Personal Note: China is doing its best to protect the environment and the animals living there…here in Tibet, they are protecting the growing number of Tibetan antelopes…and also other animals like the Pandas in China. Steve, peace, september 9, 2019 firstname.lastname@example.org blog – https://getting2knowyou-china.com
More Tibetan antelopes seen in Hoh Xil
Xinhua | Updated: 2019-09-09
XINING — The number of Tibetan antelopes that migrated out of the heart of Northwest China’s Hoh Xil (Kekexili) nature reserve after giving birth has seen steady growth in recent years, local authorities said.
Every year, tens of thousands of pregnant Tibetan antelopes come to Zonag Lake in Hoh Xil, which is known as the “delivery room” for the species, between the end of May and early June to give birth and then migrate back to their habitats with their offspring in August.
This year’s migration season for Tibetan antelope has finished recently. Statistics from a protection station in the nature reserve show that a total of 6,627 Tibetan antelopes were spotted to migrate this year.
Thanks to the increasingly strengthened environmental protection efforts, such as a poaching ban in the nature reserve, the number of Tibetan antelope that migrate back shows an overall rising trend, said Tsering Samdrup, director of the publicity division of the management office of Hoh Xil.

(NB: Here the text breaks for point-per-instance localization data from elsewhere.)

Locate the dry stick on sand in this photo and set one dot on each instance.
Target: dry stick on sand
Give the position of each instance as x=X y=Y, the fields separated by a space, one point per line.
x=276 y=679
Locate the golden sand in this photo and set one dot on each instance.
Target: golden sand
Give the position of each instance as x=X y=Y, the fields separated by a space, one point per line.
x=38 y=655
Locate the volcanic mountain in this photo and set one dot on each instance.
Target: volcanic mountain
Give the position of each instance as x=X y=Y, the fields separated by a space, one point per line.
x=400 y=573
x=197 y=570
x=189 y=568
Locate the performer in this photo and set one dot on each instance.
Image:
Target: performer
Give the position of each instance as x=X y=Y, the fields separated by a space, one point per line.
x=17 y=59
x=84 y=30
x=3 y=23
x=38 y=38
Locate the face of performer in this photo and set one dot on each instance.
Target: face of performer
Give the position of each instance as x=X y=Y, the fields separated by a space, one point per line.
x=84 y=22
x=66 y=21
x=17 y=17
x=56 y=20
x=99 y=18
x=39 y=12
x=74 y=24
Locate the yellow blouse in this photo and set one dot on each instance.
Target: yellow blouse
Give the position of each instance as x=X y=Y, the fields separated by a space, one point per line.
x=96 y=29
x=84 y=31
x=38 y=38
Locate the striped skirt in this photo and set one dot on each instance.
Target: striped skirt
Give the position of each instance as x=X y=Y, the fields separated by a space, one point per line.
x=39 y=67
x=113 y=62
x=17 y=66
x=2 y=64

Meanwhile, the local population of Tibetan antelope continues to be restored. To ensure the smooth migration of Tibetan antelope, the management office of Hoh Xil adopted various measures, including frequent patrolling and setting up herdsmen guardian teams.

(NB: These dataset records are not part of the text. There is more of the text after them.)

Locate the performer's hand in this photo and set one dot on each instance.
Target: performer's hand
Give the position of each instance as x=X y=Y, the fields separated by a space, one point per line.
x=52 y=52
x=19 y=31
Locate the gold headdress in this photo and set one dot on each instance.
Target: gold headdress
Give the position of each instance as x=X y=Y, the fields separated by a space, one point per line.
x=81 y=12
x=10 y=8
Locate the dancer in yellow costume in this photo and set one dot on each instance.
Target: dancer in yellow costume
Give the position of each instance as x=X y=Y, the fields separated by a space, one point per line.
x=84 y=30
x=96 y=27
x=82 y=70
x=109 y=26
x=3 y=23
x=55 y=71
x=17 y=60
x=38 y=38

Tibetan antelope are mostly found in the Tibet autonomous region, Qinghai province, and Xinjiang Uygur autonomous region. The species is under first-class state protection in China.
The Tibetan antelope population declined sharply from 200,000 to no more than 20,000 due to illegal hunting in the 1980s. It has recovered thanks to measures taken to improve its habitat and a ban on illegal hunting.
In July 2017, Hoh Xil became a world heritage site, and is now home to about 60,000 Tibetan antelopes.